What are the federal income tax consequences if you tender your options?
     The cash amount paid to eligible holders who tender eligible options will be taxed as ordinary compensation income to the eligible holder in the year received. This income will be subject to withholding of income, FICA (as appropriate) and Medicare taxes and other applicable employment taxes. To the extent that a tendering eligible holder recognizes ordinary income, we will generally be entitled to a corresponding federal income tax deduction. Rockville Financial urges you to consult your own tax advisor to determine the consequences of electing to tender eligible options. See Section 11.

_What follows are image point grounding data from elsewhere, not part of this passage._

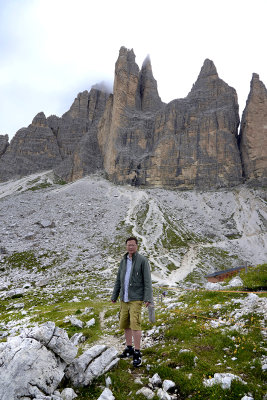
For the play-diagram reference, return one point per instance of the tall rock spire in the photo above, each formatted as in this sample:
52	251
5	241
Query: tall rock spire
150	100
253	133
126	80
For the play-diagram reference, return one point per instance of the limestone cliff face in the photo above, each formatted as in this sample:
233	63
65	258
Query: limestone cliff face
32	149
253	133
76	134
3	144
137	139
189	142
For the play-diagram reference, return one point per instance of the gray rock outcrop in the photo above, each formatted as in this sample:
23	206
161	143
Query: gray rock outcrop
187	143
32	149
33	364
136	139
91	364
3	144
253	134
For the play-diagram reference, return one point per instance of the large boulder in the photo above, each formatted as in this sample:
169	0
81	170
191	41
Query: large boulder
91	364
33	363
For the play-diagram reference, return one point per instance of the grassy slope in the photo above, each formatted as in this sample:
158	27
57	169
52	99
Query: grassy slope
186	325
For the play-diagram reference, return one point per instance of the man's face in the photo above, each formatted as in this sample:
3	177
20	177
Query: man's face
131	247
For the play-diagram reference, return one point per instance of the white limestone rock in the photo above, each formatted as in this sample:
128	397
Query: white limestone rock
91	364
28	369
224	380
148	393
56	339
106	395
155	380
76	322
167	385
162	395
68	394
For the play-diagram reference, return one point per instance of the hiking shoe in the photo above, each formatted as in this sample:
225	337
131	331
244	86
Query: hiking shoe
128	352
137	359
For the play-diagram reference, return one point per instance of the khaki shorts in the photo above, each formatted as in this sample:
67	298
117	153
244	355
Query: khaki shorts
130	315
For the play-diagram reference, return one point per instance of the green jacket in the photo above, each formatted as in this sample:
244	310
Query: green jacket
140	286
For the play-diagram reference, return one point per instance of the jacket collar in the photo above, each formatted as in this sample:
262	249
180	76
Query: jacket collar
134	255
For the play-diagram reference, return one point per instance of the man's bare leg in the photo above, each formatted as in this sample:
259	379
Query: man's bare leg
128	337
131	335
137	339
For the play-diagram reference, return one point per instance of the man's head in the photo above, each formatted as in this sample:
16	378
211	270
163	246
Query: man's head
131	245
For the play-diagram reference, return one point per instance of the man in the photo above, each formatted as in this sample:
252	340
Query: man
133	285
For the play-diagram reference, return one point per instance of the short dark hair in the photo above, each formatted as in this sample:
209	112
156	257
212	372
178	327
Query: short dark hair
131	238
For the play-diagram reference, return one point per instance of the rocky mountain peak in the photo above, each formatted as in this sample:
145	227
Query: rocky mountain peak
208	69
253	137
40	120
137	139
149	97
3	143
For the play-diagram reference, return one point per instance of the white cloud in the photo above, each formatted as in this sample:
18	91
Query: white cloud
52	49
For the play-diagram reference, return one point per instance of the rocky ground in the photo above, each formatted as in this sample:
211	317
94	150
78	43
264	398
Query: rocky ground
61	243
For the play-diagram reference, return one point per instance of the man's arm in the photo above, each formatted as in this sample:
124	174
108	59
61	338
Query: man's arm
117	287
148	295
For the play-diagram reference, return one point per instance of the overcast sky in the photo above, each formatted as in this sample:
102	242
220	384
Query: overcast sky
50	50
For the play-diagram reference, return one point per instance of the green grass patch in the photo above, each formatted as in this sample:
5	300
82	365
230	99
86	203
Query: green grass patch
255	278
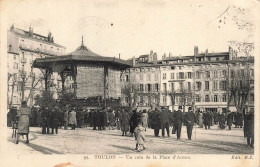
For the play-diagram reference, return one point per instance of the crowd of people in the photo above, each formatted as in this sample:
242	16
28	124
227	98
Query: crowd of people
131	122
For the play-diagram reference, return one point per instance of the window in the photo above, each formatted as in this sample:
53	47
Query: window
197	74
10	48
181	75
224	73
207	98
164	75
215	85
164	99
252	98
172	75
232	73
224	98
215	74
156	86
181	86
141	99
172	87
252	73
189	86
206	85
242	72
198	86
215	98
141	87
149	87
141	77
15	66
164	87
223	85
197	98
189	74
148	77
126	77
207	74
156	77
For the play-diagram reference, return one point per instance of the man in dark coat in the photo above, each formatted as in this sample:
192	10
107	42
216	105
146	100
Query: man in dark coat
134	119
222	120
23	116
206	119
165	121
229	120
93	117
54	120
98	119
46	118
156	121
239	119
178	120
190	119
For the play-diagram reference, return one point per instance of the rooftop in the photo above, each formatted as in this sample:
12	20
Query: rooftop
81	54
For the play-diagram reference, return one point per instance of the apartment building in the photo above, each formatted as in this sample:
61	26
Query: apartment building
201	80
23	47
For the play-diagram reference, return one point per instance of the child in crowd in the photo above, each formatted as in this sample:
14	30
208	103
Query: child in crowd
139	137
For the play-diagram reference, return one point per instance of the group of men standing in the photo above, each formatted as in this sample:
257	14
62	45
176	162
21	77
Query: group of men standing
164	119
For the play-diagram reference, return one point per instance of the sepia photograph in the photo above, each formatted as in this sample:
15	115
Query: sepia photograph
89	83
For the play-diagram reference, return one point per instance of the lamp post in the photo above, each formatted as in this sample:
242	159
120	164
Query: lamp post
23	75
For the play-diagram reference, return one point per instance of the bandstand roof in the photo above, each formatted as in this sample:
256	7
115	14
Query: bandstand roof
80	55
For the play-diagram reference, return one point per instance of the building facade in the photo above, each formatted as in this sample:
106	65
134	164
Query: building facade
23	47
95	78
202	80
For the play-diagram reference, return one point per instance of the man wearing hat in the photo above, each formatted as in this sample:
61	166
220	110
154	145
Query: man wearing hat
165	121
178	119
189	119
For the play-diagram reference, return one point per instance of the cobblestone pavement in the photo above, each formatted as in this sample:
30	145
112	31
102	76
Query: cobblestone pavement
87	141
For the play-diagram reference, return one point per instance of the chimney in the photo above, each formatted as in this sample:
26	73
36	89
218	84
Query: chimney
206	52
12	27
155	58
196	51
30	31
164	56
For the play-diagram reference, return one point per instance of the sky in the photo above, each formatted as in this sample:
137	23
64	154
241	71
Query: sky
132	28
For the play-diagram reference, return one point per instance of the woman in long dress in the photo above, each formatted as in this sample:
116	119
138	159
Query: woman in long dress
144	119
200	120
23	115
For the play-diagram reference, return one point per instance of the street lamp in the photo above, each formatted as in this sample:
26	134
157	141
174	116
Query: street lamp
23	75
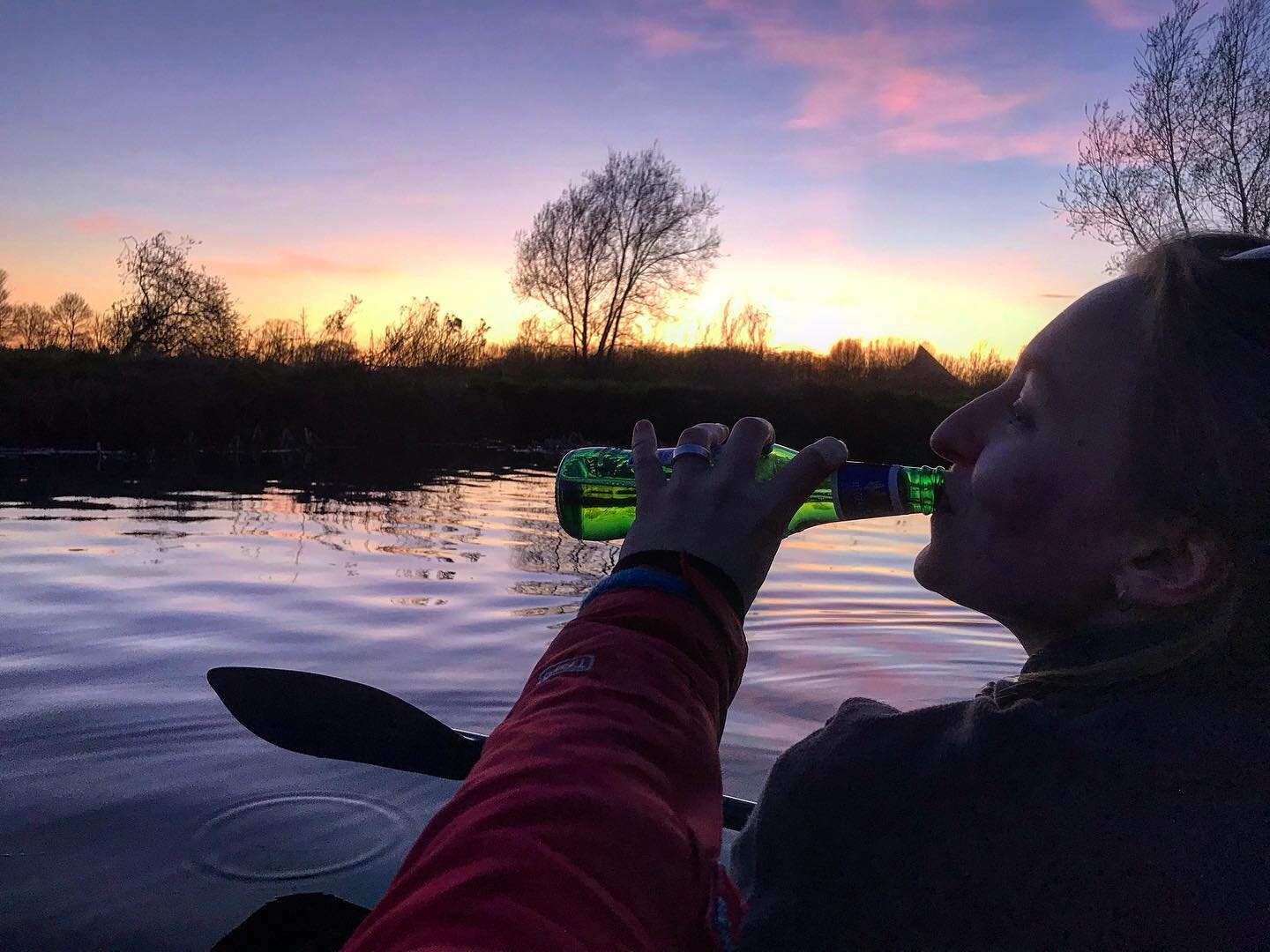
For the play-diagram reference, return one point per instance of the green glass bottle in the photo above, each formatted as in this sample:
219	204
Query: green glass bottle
596	490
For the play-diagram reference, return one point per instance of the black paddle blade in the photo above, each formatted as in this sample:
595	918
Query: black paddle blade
324	716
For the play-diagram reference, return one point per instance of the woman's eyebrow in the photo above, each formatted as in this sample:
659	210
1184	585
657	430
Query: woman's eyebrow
1039	368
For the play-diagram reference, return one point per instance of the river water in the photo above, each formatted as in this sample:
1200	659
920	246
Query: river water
138	815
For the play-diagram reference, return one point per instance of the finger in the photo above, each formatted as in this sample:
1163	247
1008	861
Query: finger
748	439
705	435
648	469
810	469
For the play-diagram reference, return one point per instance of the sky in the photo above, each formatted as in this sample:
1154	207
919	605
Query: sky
883	167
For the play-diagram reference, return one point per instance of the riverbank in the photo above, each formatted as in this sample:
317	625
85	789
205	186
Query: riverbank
175	407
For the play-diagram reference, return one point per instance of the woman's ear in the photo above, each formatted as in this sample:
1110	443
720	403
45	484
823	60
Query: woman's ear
1184	562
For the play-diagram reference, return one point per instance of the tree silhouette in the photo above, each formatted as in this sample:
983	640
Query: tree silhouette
617	248
34	326
71	319
1194	150
426	338
6	326
170	308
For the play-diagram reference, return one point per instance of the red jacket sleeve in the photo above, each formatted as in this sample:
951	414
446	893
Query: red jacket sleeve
594	816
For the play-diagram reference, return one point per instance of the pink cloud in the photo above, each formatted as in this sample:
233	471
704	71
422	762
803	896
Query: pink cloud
1128	14
941	98
100	224
285	262
900	89
663	40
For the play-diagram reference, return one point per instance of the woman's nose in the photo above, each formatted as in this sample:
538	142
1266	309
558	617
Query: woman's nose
957	438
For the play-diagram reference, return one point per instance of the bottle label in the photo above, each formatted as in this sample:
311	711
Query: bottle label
866	490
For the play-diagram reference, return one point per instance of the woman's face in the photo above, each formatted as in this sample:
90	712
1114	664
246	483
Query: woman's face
1038	492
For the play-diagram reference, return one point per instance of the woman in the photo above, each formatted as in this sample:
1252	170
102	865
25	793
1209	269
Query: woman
1104	502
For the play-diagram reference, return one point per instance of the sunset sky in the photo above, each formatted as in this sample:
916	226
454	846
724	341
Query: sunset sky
882	167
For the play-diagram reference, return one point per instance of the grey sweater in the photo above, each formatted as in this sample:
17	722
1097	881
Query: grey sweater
1019	819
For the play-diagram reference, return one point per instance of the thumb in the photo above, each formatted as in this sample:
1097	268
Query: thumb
811	467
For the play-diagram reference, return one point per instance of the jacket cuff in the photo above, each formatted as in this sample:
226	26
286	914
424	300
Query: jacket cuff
669	560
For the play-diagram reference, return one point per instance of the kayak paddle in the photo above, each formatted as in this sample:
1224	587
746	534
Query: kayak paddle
342	720
324	716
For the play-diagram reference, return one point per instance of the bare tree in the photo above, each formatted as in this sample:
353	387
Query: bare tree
424	338
6	329
34	326
98	335
748	329
848	357
170	308
276	342
335	344
983	368
1194	150
71	316
617	248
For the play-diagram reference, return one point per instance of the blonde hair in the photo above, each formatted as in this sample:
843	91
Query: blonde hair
1206	446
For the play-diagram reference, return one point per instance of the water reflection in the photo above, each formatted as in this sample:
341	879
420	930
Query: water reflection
442	587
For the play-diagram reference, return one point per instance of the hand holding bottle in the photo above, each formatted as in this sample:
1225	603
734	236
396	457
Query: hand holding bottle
721	510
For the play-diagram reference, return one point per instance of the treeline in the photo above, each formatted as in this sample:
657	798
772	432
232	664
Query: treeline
173	368
179	407
173	309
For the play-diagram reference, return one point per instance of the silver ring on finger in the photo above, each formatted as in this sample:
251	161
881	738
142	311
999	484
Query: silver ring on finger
691	450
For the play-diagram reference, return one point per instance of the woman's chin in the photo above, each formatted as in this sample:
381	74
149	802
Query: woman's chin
931	570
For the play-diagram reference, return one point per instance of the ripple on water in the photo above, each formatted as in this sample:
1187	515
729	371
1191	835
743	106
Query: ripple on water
296	837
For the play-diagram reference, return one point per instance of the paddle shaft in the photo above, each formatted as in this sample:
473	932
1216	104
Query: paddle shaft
344	720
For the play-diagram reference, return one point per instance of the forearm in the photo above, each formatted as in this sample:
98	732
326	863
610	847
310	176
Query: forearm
592	819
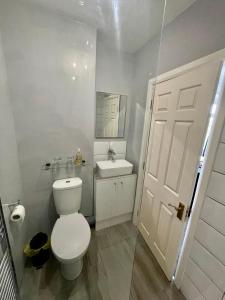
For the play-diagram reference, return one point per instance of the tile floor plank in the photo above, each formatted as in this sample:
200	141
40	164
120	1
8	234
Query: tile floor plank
118	266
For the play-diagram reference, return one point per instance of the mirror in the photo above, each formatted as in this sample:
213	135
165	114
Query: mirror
110	115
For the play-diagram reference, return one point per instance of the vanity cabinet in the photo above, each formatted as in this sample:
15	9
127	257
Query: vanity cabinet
114	200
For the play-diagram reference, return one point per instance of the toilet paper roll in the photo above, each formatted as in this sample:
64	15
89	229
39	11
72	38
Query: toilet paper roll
18	214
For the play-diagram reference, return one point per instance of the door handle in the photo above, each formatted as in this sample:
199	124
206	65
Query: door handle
179	209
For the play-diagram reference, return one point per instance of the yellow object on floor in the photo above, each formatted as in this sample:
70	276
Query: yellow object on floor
31	252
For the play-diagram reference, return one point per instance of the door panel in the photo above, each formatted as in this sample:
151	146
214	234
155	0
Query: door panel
105	193
179	120
177	155
158	132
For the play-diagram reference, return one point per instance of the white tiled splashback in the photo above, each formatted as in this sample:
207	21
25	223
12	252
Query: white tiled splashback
101	150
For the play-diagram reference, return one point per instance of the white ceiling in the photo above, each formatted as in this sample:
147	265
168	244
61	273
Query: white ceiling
124	24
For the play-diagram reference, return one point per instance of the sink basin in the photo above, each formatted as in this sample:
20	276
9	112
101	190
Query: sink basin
118	167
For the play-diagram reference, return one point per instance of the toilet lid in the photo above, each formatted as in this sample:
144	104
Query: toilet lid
70	236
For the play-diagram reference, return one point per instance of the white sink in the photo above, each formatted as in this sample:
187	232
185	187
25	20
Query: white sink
118	167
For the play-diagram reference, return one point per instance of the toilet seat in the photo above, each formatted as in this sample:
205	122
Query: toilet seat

How do you withdraw previously tendered options and until what time can you withdraw them?
     You may withdraw previously tendered eligible options at any time until the Expiration Date. Any attempt to withdraw only a part of the options will be invalid. To withdraw tendered eligible options you must deliver a written notice of withdrawal, or facsimile thereof, with the required information to us while you still have the right to withdraw the tendered eligible options. Once withdrawn, you may retender eligible options only by again following one of the delivery procedures described in Section 2 of this Offer to Purchase. See Section 3.
Will you receive the greatest value by exercising your options, tendering your options in this Offer or holding your options?
     We are not able to predict which alternative will provide the greatest value to you and we are not making any recommendation to you as to which course of action to take. You are encouraged to consult with financial, legal and/or tax advisors prior to making any decision with regard to this Offer.
With whom can I speak if I have questions about the Offer?
     For additional information or questions, you should contact: Richard J. Trachimowicz, Senior Vice President, Rockville Bank, 25 Park Street, Rockville, Connecticut 06066 at telephone: (860) 291-3600.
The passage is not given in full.